Según el Islam, Jesús (que la paz de Allah sea con él) es un honorable Profeta y Mensajero de Allah (Exaltado sea). También se le describe como la Palabra de Allah, o Kalimatullah, porque nació mediante el poder milagroso de la Palabra hablada de Allah [la orden de Allah “Sé” y fue creado]. El Corán afirma que Jesús trajo guía divina a la humanidad, predicando el amor y la compasión hacia todas las personas. Sin embargo, las creencias islámicas sobre Jesús difieren de las del cristianismo, ya que los musulmanes no lo ven como el hijo de Allâh ni creen en su crucifixión y resurrección.  Más bien, creen que fue elevado milagrosamente a los cielos antes de que los incrédulos pudieran hacerle daño. Además, los musulmanes sostienen que la revelación hecha a Muhammad (que la paz y las bendiciones de Allah sean con él) completa y reemplaza revelaciones anteriores. Aceptan las enseñanzas de Jesús dentro de un marco más amplio de monoteísmo islámico. Por lo tanto, cuando los musulmanes se refieren a Jesús como la Palabra de Allâh, reconocen su estatus profético en el Islam al tiempo que subrayan su nacimiento milagroso por el mandato divino directo "Sé".
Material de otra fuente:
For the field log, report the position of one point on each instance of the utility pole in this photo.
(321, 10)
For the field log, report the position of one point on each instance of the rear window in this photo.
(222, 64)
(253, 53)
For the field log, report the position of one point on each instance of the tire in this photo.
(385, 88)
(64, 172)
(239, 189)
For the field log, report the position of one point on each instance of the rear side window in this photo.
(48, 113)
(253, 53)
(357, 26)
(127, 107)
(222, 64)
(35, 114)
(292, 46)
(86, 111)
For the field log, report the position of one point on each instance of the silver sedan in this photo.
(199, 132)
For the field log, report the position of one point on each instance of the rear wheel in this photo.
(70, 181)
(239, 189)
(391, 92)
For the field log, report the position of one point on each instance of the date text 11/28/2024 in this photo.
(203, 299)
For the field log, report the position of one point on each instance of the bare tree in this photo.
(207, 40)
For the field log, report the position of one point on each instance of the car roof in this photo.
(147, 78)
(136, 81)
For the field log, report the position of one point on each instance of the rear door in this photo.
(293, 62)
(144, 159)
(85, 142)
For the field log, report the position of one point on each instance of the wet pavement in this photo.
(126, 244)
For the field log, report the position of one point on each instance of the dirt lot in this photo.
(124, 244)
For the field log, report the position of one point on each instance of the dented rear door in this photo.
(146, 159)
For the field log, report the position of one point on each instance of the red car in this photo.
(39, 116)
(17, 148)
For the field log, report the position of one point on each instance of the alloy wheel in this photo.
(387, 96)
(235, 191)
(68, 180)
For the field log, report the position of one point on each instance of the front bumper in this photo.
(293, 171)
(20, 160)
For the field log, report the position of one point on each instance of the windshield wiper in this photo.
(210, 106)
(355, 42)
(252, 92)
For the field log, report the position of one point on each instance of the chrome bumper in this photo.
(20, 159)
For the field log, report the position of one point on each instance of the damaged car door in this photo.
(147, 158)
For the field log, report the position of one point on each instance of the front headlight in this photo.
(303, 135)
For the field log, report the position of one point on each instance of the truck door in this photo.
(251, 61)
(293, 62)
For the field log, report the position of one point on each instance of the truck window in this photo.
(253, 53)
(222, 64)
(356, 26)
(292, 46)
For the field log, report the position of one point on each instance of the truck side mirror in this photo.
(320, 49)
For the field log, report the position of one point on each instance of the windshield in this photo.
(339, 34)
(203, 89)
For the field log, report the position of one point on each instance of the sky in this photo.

Según las creencias islámicas, Jesús es un profeta y una figura religiosa venerada. Sin embargo, los musulmanes rechazan la idea de que Jesús sea Allâh o el hijo de Allâh. En cambio, defienden la creencia en el Tawhid (creencia en la Unidad de Allah), que dice que hay un solo Dios verdadero. Los musulmanes estiman mucho a Jesús. Es un mensajero de Allah que nació milagrosamente, pero es un ser humano sin propiedades divinas. En el Islam, enfatizar que Jesús nació sin un padre, pero por orden directa de Allah (“Sé” y fue creado), significa someterse a la Voluntad de Allah y comprender Su Poder. Además, el Corán enseña que idolatrar a alguien además de Allâh constituye Shirk (asociar a otros con Allâh), lo cual es un pecado imperdonable. Por lo tanto, desde una visión islámica, negar la naturaleza divina de Jesús no resta valor a su posición única como estimado Profeta de Allâh y predicador de enseñanzas éticas islámicas como la compasión, la igualdad y la justicia.

Según la creencia islámica, Jesús regresará como profeta antes del fin de los tiempos. Sin embargo, es importante señalar que Muhammad (la paz sea con él) es considerado el último y definitivo profeta del Islam, por lo que le resulta imposible regresar después de su fallecimiento.  Los musulmanes creen firmemente que Jesús, será a su regreso, un mensajero que aclarará ideas erróneas sobre sus primeros años en la tierra. Como se narra en varios hadices (dichos del profeta Muhammad (pyb)), se espera que Jesús mate al Dayyal (el Anticristo). Aunque existen diferencias entre las creencias islámicas y cristianas sobre el regreso de Jesús, la primera anima a todos sus seguidores a respetar a Cristo y considerarlo uno de los mayores mensajeros enviados por Al-lâh (Dios).